How the Ex-Dividend Date Works
Ex-dividend dates are established at the time a company announces a dividend. When a company reports a net profit for the period (usually a quarter), it can announce a dividend payment to reward the owners who have risked their capital by investing in the business.
This is done by a vote of the board of directors to take some of the profit and send it out as a cash dividend. The board of directors decides how much cash the firm can afford to pay out in dividends after accounting for things such as expected debt servicing obligations and expansion plans.
Growth stocks, issued by relatively young companies with rapid rates of expansion, often pay no dividends. Mature businesses with steady profits, on the other hand, may pay considerable dividends.
At the time the dividend is discussed by the board, four specific dates are scheduled.
The Dividend Declaration Date
This is the date on which the company announces that it is paying a dividend, often through a news release or announcement on its website. On the dividend declaration date, the dividend record date and ex-dividend date are also announced so investors can make plans.
The Dividend Record Date
This is the date on which the corporation's shareholder roster will be frozen to determine who is eligible to receive the dividend. If you do not hold shares on the dividend record date, you will not get that specific dividend distribution, even if you buy the stock before it is paid out to shareholders.
The Ex-Dividend Date
It takes time to change a corporation's shareholder records. The buy and sell information has to be submitted to the transfer agent to make sure the old owner's shares (and dividend rights) are transferred to the new owner. To account for this delay, the ex-date was added. In the United States, the ex-dividend date is usually one business day before the dividend record date.

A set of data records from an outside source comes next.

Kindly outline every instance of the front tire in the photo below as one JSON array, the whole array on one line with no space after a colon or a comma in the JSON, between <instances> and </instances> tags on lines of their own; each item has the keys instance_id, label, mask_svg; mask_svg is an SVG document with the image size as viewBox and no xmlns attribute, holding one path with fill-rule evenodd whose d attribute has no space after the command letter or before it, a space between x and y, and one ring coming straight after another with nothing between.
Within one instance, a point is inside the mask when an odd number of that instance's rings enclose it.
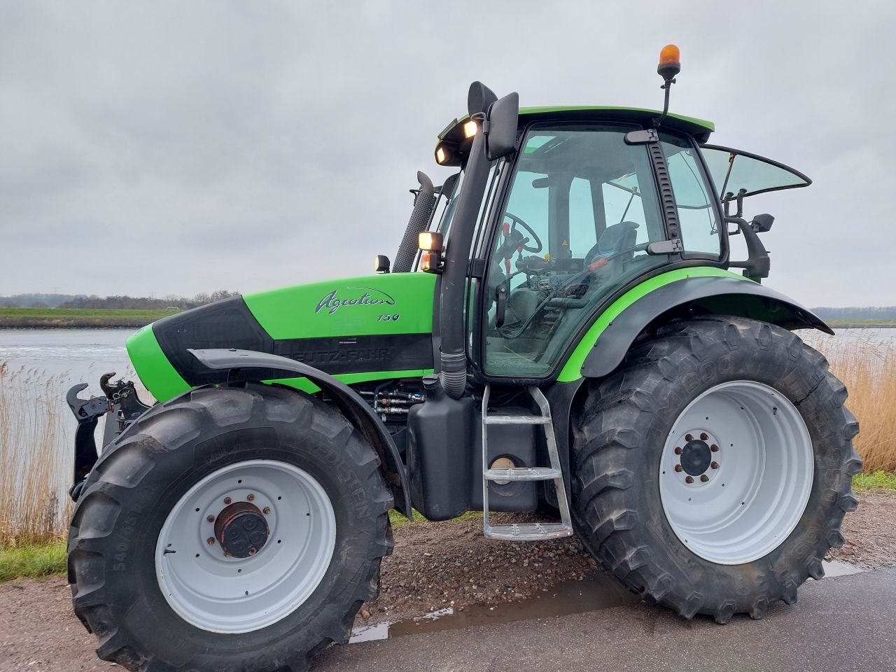
<instances>
[{"instance_id":1,"label":"front tire","mask_svg":"<svg viewBox=\"0 0 896 672\"><path fill-rule=\"evenodd\" d=\"M379 590L392 505L366 440L287 388L202 388L128 427L69 533L74 611L131 670L307 668Z\"/></svg>"},{"instance_id":2,"label":"front tire","mask_svg":"<svg viewBox=\"0 0 896 672\"><path fill-rule=\"evenodd\" d=\"M824 575L857 504L846 398L824 358L780 327L663 327L592 382L577 411L580 538L645 601L685 618L793 604L806 578Z\"/></svg>"}]
</instances>

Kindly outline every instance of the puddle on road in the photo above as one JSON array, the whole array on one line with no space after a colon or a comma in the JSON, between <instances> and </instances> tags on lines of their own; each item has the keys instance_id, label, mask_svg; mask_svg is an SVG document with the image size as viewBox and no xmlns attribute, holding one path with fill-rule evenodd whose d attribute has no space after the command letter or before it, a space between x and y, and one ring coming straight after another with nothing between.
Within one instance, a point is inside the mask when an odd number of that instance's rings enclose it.
<instances>
[{"instance_id":1,"label":"puddle on road","mask_svg":"<svg viewBox=\"0 0 896 672\"><path fill-rule=\"evenodd\" d=\"M565 581L538 597L495 607L474 605L463 611L438 609L417 618L396 623L361 625L351 632L349 643L392 639L443 630L460 630L477 625L494 625L530 618L581 614L611 607L638 604L641 599L606 574L586 575L582 581Z\"/></svg>"},{"instance_id":2,"label":"puddle on road","mask_svg":"<svg viewBox=\"0 0 896 672\"><path fill-rule=\"evenodd\" d=\"M822 564L824 566L825 576L845 576L865 571L861 567L836 560L825 560ZM607 574L590 574L582 581L565 581L538 597L518 602L495 607L474 605L465 607L463 611L448 607L395 623L384 621L373 625L360 625L352 629L349 643L357 644L443 630L461 630L477 625L494 625L531 618L570 616L640 602L641 599L637 595L626 590L612 577Z\"/></svg>"}]
</instances>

If you don't own a dividend-issuing stock on the ex-dividend date, you won't be recorded on the dividend record date, and you won't receive the dividend on the dividend payment date.
The Dividend Payment Date
This is the date when the cash shows up for stockholders—often in their brokerage account.
There are exceptions to these rules, including cases of special dividends, stock splits, and other distributions such as stock dividends. As an example, anytime a dividend is 25% of the stock's value or more, the ex-date is deferred until one day after the payment date.
A good company tends to have a long-established record of raising the dividend by a rate substantially higher than inflation over many decades. It can do that, thanks to a strong core economic engine that frequently enjoys high returns on capital. If you hold the stock long enough, and the dividend growth record is sufficient, then at some point you will get back more than the money you invested. Companies with the best dividend records are known as "blue-chip stocks."
The system has become so efficient that investors who have trades pending (such as stop, stop limit, or good-until-canceled limit orders) don't need to do anything to adjust pricing based on a dividend. At the close of trading on the day before, stock trades that are not specifically designated as "do not reduce" should be adjusted downward by the amount of the upcoming dividend.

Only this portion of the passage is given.